Home Health Eating Disorders and Obesity
Getting a Commitment
Before treatment can begin, pretreatment issues need to be addressed. To begin intensive treatment, the client and therapist must agree on treatment goals (e.g., a commitment to change, a commitment to initial therapy goals) and on the nature of the treatment (e.g., eliminating life-threatening behavior, engaging in food exposures, attendance rules). This phase of treatment is essential and especially important for clients who have a history of multiple, unsuccessful treatment attempts because of ongoing therapy-interfering behaviors, severe emotional dysregulation, or other Axis I or II pathology. Often, and in spite of the treatment history, when clients with severe ED symptoms present to a treatment setting, the urge is to quickly admit them into the program. The urge makes sense. Sitting across from a client who is visibly emaciated and who may be medically unstable is frightening.

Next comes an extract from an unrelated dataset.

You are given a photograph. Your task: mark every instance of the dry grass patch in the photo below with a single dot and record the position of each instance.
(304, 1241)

The therapist may feel pressure from family members or other health care providers to begin treatment immediately. It is, however, important to recognize that in DBT, the commitment or pretreatment phase is active treatment. Moreover, our experience has been that rushing clients with multidiagnostic ED presentations into treatment often backfires. Without agreement on treatment goals and how therapy- interfering behaviors will be managed, the client is likely to re-create past treatment experiences, staff are likely to feel frustrated and burnt out, and the likelihood of premature termination or lack of progress is increased. In our clinic, we have observed that taking time to work on commitment and resisting the urge to rush these particular clients into treatment leads to greater therapy collaboration and less therapy-interfering behavior.

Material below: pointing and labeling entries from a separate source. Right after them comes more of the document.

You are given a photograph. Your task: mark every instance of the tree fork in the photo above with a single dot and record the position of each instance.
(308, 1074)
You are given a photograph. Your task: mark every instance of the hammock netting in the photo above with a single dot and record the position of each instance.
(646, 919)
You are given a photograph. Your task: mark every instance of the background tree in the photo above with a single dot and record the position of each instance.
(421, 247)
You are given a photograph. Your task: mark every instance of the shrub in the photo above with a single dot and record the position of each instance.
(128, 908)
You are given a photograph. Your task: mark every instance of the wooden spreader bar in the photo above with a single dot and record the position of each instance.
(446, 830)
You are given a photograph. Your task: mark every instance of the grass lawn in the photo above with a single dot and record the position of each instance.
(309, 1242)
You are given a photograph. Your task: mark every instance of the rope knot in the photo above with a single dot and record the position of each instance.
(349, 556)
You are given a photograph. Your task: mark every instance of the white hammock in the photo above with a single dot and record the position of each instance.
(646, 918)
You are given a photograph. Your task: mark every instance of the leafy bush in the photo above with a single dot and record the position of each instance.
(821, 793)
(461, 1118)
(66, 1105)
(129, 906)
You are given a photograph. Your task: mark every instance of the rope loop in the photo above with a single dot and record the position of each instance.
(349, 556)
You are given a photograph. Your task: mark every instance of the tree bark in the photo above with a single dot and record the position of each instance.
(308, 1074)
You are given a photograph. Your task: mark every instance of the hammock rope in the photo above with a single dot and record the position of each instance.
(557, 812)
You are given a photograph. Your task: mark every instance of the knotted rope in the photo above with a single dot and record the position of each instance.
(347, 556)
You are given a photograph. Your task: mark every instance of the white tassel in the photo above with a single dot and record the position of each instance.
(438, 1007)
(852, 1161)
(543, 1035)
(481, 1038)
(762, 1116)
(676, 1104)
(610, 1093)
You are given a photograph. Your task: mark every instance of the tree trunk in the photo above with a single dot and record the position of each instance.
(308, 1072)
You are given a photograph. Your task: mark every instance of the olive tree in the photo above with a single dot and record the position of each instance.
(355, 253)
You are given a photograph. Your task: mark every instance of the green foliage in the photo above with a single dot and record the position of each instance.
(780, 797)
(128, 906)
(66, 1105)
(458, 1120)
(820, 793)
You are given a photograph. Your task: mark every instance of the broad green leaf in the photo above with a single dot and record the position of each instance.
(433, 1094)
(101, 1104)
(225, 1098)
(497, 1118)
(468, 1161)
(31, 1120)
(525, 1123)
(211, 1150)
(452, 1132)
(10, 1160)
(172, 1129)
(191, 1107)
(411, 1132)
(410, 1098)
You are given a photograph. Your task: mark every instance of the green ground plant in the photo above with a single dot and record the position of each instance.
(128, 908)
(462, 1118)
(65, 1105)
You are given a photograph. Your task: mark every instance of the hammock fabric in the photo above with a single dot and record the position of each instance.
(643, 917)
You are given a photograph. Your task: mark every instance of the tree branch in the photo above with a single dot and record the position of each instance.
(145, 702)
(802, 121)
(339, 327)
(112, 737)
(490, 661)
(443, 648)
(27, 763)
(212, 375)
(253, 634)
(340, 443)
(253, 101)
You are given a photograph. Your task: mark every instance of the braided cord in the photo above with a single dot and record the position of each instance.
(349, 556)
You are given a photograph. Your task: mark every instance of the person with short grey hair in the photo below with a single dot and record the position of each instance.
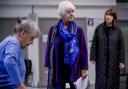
(12, 66)
(66, 51)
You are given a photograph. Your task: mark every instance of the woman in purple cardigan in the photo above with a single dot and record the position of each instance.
(66, 51)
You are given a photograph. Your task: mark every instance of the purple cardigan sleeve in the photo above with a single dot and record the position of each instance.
(47, 53)
(83, 49)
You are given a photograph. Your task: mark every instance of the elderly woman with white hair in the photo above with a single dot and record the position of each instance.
(66, 51)
(12, 66)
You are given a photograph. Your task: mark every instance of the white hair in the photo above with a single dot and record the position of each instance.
(64, 6)
(27, 26)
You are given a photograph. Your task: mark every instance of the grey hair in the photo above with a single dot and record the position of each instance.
(65, 5)
(26, 26)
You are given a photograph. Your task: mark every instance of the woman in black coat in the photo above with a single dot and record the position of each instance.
(108, 52)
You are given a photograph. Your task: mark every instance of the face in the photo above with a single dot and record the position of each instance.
(108, 19)
(69, 15)
(27, 38)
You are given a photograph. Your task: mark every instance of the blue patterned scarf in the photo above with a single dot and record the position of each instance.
(70, 41)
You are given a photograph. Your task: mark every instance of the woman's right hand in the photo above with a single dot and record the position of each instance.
(93, 62)
(22, 86)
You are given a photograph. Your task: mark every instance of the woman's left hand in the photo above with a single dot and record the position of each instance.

In our program, clients must be willing to commit to three nonnegotiable criteria. The first is a willingness to eliminate life-threatening behaviors, including suicidal and self-injurious acts as well as ED symptoms that are imminently life threatening. Given that treatment is based on building a life worth living, therapy cannot proceed if a client is not willing to make this commitment. Second, clients must be willing to work on reducing ED behaviors. Although this sounds obvious, many clients we have treated are more interested in reducing self-injury or mood problems and less motivated to gain weight or stop excessive exercising. It is important to help the client understand that building a life worth living and a life with less dysregulation while also engaging in disordered eating behaviors will be difficult, if not impossible. Finally, clients must be willing to participate in the program for a minimum of 6 months. We have found that making sustainable symptom change in this patient population using shorter treatment (e.g., 3 months) is difficult. We have also observed that making an explicit agreement to participate in treatment enrollment for a specified period of time helps to keep clients connected longer. During this phase, the therapist weaves in information about treatment (e.g., the biosocial theory, how weight and meal plans are managed, contingency management for therapy-interfering behaviors, the consultation-to-the-client approach). Intensive therapy does not begin unless the client and therapist can agree on initial treatment goals and the process of change.

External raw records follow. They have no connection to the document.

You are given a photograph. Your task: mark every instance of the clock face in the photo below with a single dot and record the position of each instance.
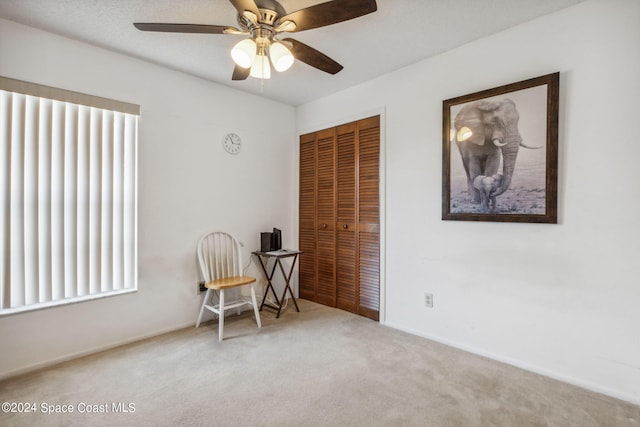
(232, 143)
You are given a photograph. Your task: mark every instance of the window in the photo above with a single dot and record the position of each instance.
(68, 195)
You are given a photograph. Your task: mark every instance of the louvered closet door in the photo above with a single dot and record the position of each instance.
(325, 229)
(368, 215)
(307, 214)
(339, 217)
(346, 226)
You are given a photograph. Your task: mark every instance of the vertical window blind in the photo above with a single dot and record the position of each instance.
(68, 190)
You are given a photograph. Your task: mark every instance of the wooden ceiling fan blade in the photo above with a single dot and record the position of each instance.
(245, 5)
(328, 13)
(182, 28)
(240, 73)
(313, 57)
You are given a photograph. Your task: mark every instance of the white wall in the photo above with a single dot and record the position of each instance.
(187, 185)
(561, 299)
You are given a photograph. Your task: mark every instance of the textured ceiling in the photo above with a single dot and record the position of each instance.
(399, 33)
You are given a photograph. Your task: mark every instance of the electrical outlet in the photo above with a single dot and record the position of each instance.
(428, 300)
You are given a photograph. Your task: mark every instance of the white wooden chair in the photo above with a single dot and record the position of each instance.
(220, 261)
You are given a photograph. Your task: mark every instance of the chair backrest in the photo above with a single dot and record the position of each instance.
(219, 256)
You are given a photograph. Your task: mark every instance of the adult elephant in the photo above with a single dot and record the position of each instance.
(485, 130)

Although great emphasis is placed on what the client needs to do to work with the therapist, highlighting that treatment is a partnership and a collaborative effort is important. The therapist also makes specific commitments to the client. For example, the therapist agrees to attend all sessions on time, to be prepared, to offer off-hours skills coaching by telephone, to seek regular consultation to ensure the provision of adherent and effective treatment, and to treat the client with respect. It is important to highlight the things to which both client and therapist will both be agreeing should they decide to work together.
Key Points in Facilitating Client Commitment
1. Have a strong working knowledge of how to use the DBT commitment strategies. Linehan (1993a) identified seven core commitment strategies designed to increase the client's motivation to engage in treatment. Although reviewing each technique in detail is beyond the scope of this chapter, the reader is directed to review Linehan's (1993a) original writing and Koerner's (2012) expertly written descriptions of the topic.
2. Meet the client where she or he is as opposed to trying to get the client to meet the therapist's wants or needs. For example, instead of pointing out to the client all the behaviors and things that are problematic and in need of change, the therapist can identify what the client is willing to acknowledge as problematic. For example, at a first session, a client may not be particularly motivated to attend treatment but may be interested in finding a way to stop her parents from insisting that she work on her recovery.
3. Emphasize that the goal is to build a life worth living, in contrast to emphasizing that the goals are strictly ED related. It is easy for clients and therapists to focus exclusively on the details of symptom interruption. Although it is true that one must reduce or eliminate self-destructive and impulsive behaviors to have a life worth living, the therapist must help clients understand that they are committing to something much bigger than symptom change. Getting a strong commitment to build a less chaotic, more independent, and possibly more satisfying life helps clients to see the bigger picture. Once the client buys into the model of engaging in treatment to build a life worth living, discussions can then focus on how to do it (e.g., increasing weight, decreasing self-injury).
4. Commitment strategies are designed for use throughout treatment. For clients with multiple problem behaviors, the desire and willingness to change will wax and wane over time. It is important to be able to use a variety of commitment strategies flexibly over time to keep clients engaged and motivated to work on their treatment and life goals.